Review and validate or revise your financial goals for
Make sure that you are clear about your financial and lifestyle goals for your retirement – identify, quantify, prioritize and put a time frame around your goals. If you have done this before, consider what, if anything, in your life has changed and impacted your goals. Are you considering relocating to a more expensive area to be closer to family? Have you received an unexpected medical diagnosis? Changes such as these can upend your plans. If you haven’t defined your goals and you are nearing retirement, time is of the essence. Clarifying your goals can be difficult but is well worth investing the time and effort. You cannot have confidence in a financial wealth plan if you haven’t determined its purpose.
Reassess your retirement projections.
You may have been anticipating retirement for years. If retirement is on your horizon, now is the time to sit down and review your retirement projections with your wealth planning team. It is important that you understand the key assumptions that drive the results of the analysis. You do not need to have in-depth knowledge of every number, but you do need sufficient understanding so that you have confidence in the plan and its projected results.
Get real about your spending.
Spending is a key driver in retirement funding success (or lack thereof). This is particularly true during the first five years of retirement. A recent study by the Consumer Financial Protection Bureau revealed that most retirees spend more money in their first five years of retirement than at other times (1). Before you retire, take a close look at your current spending levels and make an informed estimate of your spending in retirement. You may be surprised at the level of your current spending. You may also find that your projected spending in retirement, with more time for travel and recreation, may be higher than you anticipated.
Retirement is often the beginning of the distribution phase of your portfolio. Withdraw too much too soon and you will run the risk of a retiree’s greatest fear – outliving your money.
Healthcare spending is also a major consideration in retirement – both medical and long-term care. On average, a 65-year-old couple can expect to pay about $285,000 in out of pocket medical expenses.(2). Nationally, the average private room in a nursing home is about $102,000 annually (3). Work with your advisors to understand medical insurance and long-term care costs and funding alternatives. Model scenarios and create a plan for anticipated expenses.
Determine how you will replace your paycheck to fund your
annual lifestyle spending.
Understand how your various accounts and cash flows will make up your “paycheck” in retirement. When looking at retirement during times of market volatility, cash flow planning becomes even more important. You may receive multiple streams of income when you retire.
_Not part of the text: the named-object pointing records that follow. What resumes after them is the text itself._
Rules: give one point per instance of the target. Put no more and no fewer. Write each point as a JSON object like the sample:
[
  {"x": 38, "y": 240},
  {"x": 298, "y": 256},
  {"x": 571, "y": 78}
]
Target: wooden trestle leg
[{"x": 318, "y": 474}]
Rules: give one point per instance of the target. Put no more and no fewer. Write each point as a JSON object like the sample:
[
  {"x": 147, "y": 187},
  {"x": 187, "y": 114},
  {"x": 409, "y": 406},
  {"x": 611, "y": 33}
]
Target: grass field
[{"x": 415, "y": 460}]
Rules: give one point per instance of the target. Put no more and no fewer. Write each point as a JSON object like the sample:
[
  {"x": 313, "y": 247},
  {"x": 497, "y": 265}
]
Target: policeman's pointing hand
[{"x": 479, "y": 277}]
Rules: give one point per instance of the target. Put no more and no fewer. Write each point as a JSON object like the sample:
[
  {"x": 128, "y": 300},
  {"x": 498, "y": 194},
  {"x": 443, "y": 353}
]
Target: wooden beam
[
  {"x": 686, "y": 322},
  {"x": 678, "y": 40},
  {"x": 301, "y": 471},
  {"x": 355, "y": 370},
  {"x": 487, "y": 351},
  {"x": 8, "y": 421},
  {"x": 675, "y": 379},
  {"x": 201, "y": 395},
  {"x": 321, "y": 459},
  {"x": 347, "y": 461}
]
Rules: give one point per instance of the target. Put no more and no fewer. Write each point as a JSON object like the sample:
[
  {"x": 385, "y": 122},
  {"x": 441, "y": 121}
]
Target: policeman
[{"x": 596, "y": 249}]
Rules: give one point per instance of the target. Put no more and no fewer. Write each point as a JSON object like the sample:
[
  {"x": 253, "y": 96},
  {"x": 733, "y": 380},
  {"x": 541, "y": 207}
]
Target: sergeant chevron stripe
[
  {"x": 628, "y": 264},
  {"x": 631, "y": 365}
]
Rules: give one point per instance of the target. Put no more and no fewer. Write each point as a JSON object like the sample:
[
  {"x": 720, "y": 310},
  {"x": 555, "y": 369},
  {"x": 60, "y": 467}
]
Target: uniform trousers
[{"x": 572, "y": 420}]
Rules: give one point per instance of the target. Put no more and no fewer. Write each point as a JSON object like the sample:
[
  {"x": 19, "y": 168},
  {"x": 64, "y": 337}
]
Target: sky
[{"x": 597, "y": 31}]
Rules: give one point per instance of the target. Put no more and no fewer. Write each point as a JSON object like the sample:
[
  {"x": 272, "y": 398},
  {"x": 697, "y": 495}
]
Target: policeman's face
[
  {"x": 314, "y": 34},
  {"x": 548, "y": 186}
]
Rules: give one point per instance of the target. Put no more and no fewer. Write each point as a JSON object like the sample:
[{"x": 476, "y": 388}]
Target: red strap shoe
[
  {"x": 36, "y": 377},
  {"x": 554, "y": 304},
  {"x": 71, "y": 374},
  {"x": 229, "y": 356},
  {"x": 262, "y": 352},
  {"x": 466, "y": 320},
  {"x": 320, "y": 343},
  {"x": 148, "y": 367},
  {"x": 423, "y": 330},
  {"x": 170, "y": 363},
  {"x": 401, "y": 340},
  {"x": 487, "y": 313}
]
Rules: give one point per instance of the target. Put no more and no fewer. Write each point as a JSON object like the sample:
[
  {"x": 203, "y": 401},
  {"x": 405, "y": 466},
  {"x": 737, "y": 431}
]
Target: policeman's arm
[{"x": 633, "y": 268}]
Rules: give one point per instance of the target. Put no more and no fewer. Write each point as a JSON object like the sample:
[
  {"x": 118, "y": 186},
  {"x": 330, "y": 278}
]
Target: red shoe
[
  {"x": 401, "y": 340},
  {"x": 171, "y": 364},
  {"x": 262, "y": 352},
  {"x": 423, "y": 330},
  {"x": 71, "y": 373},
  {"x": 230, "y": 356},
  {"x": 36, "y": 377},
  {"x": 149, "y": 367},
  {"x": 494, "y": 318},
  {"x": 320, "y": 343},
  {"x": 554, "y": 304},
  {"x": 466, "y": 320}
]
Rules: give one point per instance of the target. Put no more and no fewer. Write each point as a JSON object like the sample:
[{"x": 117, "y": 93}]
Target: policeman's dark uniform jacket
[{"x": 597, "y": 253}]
Social Security, deferred compensation, a pension, an annuity, non-qualified retirement plan payments, or income from an encore career or board work are several income streams you may receive and need to make sure are working in consort with your portfolio as you build your wealth plan.
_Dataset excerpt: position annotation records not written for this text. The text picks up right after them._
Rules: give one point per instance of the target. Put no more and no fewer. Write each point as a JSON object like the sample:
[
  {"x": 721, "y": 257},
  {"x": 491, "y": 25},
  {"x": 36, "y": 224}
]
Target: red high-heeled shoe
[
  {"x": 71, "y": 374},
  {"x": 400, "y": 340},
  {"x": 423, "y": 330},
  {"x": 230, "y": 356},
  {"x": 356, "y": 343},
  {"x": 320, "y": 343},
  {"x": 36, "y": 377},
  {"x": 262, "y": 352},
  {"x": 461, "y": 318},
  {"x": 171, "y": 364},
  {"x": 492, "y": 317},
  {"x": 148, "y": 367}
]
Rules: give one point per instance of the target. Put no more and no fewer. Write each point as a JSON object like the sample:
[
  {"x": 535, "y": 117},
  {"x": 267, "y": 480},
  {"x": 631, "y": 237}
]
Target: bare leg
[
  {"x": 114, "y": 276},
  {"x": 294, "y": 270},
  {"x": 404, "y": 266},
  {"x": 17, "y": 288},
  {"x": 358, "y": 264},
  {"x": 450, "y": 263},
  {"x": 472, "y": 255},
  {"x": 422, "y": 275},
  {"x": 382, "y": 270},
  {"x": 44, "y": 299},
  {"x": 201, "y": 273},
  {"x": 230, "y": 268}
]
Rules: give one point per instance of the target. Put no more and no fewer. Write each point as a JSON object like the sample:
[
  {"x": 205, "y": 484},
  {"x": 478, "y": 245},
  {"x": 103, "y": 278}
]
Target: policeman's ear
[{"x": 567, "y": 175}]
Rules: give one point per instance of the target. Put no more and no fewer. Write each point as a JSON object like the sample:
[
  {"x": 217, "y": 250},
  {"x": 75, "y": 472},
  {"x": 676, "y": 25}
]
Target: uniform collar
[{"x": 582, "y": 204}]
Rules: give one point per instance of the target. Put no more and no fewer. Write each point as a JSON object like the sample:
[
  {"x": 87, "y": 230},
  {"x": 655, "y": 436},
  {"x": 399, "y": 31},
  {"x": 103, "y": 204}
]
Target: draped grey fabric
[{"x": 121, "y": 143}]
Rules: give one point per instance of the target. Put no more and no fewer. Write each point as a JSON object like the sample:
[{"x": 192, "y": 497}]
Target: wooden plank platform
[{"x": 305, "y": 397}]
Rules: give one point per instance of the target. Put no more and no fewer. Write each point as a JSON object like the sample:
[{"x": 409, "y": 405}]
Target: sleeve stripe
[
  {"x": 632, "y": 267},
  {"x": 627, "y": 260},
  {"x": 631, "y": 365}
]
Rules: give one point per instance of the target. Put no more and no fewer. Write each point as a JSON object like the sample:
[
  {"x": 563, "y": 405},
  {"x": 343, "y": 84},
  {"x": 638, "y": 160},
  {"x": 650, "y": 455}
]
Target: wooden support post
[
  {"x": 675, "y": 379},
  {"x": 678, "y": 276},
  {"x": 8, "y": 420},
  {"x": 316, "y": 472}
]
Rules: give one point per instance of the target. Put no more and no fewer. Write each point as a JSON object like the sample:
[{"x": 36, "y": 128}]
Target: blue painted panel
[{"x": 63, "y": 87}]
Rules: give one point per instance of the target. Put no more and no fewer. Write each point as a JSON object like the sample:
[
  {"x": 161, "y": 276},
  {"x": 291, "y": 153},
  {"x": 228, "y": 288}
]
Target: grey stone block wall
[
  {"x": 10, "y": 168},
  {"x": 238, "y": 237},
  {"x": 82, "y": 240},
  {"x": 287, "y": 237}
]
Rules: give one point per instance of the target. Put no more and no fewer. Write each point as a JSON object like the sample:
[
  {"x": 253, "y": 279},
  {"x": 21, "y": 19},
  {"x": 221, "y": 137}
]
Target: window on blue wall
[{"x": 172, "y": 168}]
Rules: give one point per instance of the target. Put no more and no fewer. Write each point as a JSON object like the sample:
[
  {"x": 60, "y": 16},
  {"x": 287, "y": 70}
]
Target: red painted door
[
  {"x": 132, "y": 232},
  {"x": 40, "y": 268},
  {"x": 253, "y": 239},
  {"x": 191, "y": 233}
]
Required minimum distributions (RMDs) can play a big part of your retirement cash flow. You have been contributing to retirement accounts (IRA, 401(k), 403(b), 457, etc.) for many years, and now it is time to flip the mental switch to taking distributions. Although RMDs have been waived for 2020, in most cases you must start withdrawing from these accounts at age 72 (rather than age 70½ under previous tax law). There is an IRS formula that you must follow to make sure that you are taking out at least the minimum required amount every year. Generally, the larger the account, the larger the distribution. If you choose, you can start to withdraw from these accounts beginning at age 59½ without penalty. Work with your financial planning team to make sure that you are most effectively managing your RMDs in light of the SECURE Act, CARES Act and IRS guidance. This is an area of wealth planning where income taxes, wealth transfer goals and investment management all intersect.